Le vrai problème de la Tunisie

D'Alain Chevalérias dans L'Homme nouveau :

T "Jeune Tunisien de 26 ans, Mohamed Bouazizi a poursuivi des études à l’université. Mais il ne trouvait pas de travail. Pour subvenir aux besoins de sa famille, il vendait des fruits et légumes dans la rue de l’agglomération de Sidi Bouzid. Le 17 décembre, des agents municipaux ont confisqué sa marchandise, l’accusant de se livrer à son commerce sans autorisation. Le jeune homme a alors voulu porter plainte, mais les autorités ont refusé de recevoir cette dernière. Désespéré, il s’est aspergé d’essence et a tenté de se suicider par le feu. Il a succombé à ses blessures quelques jours plus tard. Bouazizi n’est pas seul dans cette situation en Tunisie. Comme lui, des dizaines de milliers de jeunes sortis de l’université cherchent désespérément du travail. […]

Le sentiment de partager un destin commun avec Bouazizi a très certainement dopé les masses de déçus, faisant du jeune homme un symbole expiatoire pour le pouvoir. En tout cas, Sidi Bouzid s’enflammait. Puis, le 25 décembre, au cours des affrontements avec la police, un autre jeune homme tombait. Comme une traînée de poudre, les émeutes s’étendaient à travers la Tunisie. […] Puis, le 26, un autre jeune mettait fin à ses jours en s’électrocutant volontairement sur une ligne à haute tension. […] Pour surmonter la crise, un rien décalé, le Président Ben Ali n’a rien trouvé d’autre que de procéder à un remaniement ministériel.

Facile, dans ces circonstances, de clouer le pouvoir tunisien au pilori. Certes, la carence de vie démocratique et la corruption de la belle-famille du chef de l’État, le clan des Trabelsi, entretiennent un climat délétère dans le pays. On oublie cependant les nombreux mérites du régime tunisien. D’abord, il a lutté avec une efficacité remarquable contre l’islamisme, allant jusqu’à s’attaquer à son idéologie, interdisant la polygamie et favorisant l’accès des jeunes filles à l’enseignement supérieur. […] La Tunisie de Ben Ali a fourni des efforts remarquables pour développer le pays.
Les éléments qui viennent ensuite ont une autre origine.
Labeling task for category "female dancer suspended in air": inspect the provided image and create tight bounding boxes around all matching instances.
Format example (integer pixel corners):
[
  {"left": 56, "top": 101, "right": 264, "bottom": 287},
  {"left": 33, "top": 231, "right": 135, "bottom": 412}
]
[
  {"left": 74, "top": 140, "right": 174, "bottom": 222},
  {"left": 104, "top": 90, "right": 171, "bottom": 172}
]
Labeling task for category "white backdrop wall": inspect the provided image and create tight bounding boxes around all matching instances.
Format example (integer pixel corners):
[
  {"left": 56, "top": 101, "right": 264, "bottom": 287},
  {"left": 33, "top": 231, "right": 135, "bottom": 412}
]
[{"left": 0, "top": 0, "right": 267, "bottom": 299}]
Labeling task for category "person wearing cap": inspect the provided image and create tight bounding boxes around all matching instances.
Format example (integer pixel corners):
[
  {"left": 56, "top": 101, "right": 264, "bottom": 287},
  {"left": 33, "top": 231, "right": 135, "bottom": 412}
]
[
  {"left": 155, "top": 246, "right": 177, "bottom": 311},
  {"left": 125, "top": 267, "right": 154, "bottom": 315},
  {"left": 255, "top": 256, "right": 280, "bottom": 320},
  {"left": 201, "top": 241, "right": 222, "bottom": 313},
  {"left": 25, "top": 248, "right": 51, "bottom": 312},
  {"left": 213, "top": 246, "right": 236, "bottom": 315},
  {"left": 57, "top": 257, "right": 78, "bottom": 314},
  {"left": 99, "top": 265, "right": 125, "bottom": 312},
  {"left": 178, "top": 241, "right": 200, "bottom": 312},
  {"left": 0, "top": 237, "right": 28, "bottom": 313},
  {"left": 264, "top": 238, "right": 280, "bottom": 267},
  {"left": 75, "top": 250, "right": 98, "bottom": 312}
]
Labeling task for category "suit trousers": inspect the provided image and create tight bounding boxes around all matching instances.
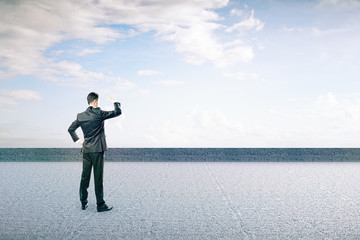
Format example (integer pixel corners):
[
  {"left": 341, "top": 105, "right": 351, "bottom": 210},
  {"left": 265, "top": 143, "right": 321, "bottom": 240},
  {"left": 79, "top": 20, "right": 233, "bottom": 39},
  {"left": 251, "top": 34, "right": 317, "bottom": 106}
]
[{"left": 79, "top": 152, "right": 105, "bottom": 206}]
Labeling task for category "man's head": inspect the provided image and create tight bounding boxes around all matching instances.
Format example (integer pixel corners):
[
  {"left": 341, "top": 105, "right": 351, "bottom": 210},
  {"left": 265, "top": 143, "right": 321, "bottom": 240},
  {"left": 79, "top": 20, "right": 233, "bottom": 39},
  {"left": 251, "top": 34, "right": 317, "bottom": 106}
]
[{"left": 87, "top": 92, "right": 99, "bottom": 107}]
En est témoin son PIB par habitant, qui frise les 7 000 euros par an, quand il n’est que d’un peu plus de 5 000 euros en Algérie et de 3 500 euros au Maroc. Or, faut-il le remarquer, la Tunisie ne dispose ni de phosphates, comme le royaume chérifien, ni de gaz ou de pétrole en quantité, comme l’ancienne colonie française. Elle forme son PIB grâce à la productivité de son agriculture et à la création d’industries qui s’ajoutent à ses investissements touristiques. Meilleure élève du Maghreb, on voit la Tunisie victime de son succès. Sa population, ceux en particulier qui peinent au chômage, ne voit pas le chemin parcouru, mais celui qui reste à faire pour atteindre le même niveau de prospérité que les pays du Nord. Voilà, ajouté aux effets de la crise, qui a provoqué un tassement de 16% du PIB en 2008, où se situe le vrai problème de la Tunisie."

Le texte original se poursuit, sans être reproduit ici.